What spiritual communion do you talk about if the faithful are no longer taught anything about it? How do you ask to live something suddenly in a crisis when in normality you have not prepared the parishioner for it?

Seeing this made me reaffirm that as a priest I must prioritize spiritual attention, the formation of the faithful, and strive not to create and eradicate customs that confuse and distort faith.

Also the question of obedience to the bishop has been resonating in me all this time, and what I have seen has generated compassion for his person. He commanding to keep the temples open and most of them closed. Communion is not lived in this way, and so a diocese cannot bear fruit.

This has made me question and self-analyze to identify contradictions in me, my lacks of faith, and subtle thoughts that seek justification and are not of the Spirit.

However, they have also been an example of what I must always be and do, cause for hope and good for me: the priests of the cemetery who have gone to pray for the deceased every day; the seminarian who voluntarily goes every Monday to take responsibility; priests who throughout this time have continued to celebrate daily Mass for the faithful (always respecting health standards); a priest who as soon as he arrived from the province invited me to daily Mass in a community of religious, who, in turn, allowed me to go to pray in his chapel an hour earlier if I wanted to (a gesture I thank very much).

Seeing what has been experienced, I think multiple opportunities for dialogue are opened up to grow. Dialogue in families. Dialogue at the Seminar on The Effective and the Failed. Dialogue as a Church to help each other walk, to prepare us for future adversity, to increase faith, to heal the breakages that have been given. Dialogue at the country level involving the various social actors to recognize and learn from mistakes and successes. God continues to confirm to me the need to promote and live dialogue.

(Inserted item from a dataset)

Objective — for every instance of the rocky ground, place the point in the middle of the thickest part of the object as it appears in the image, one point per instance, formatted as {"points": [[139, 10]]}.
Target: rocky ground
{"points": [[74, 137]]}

This has been a time to feel with Jesus, to share his emotions and works in this world. This is a grace from God. I think what God lived allowed because it was what I needed to experience to mature. I’ve asked him to live what he’s learned from now on, but especially when he’s a priest.

Juan Carlos Pañellas Álvarez
Juan Carlos Pañellas Álvarez

Juan Carlos Pañellas Alvarez (Havana, 1988). It belongs to the community of El Carmen. Degree in Psychology from the University of Havana. He is currently in the 2nd. year of Theology at the Seminary San Carlos and San Ambrosio.

Be the first to comment

Leave a Reply

Your email address will not be published.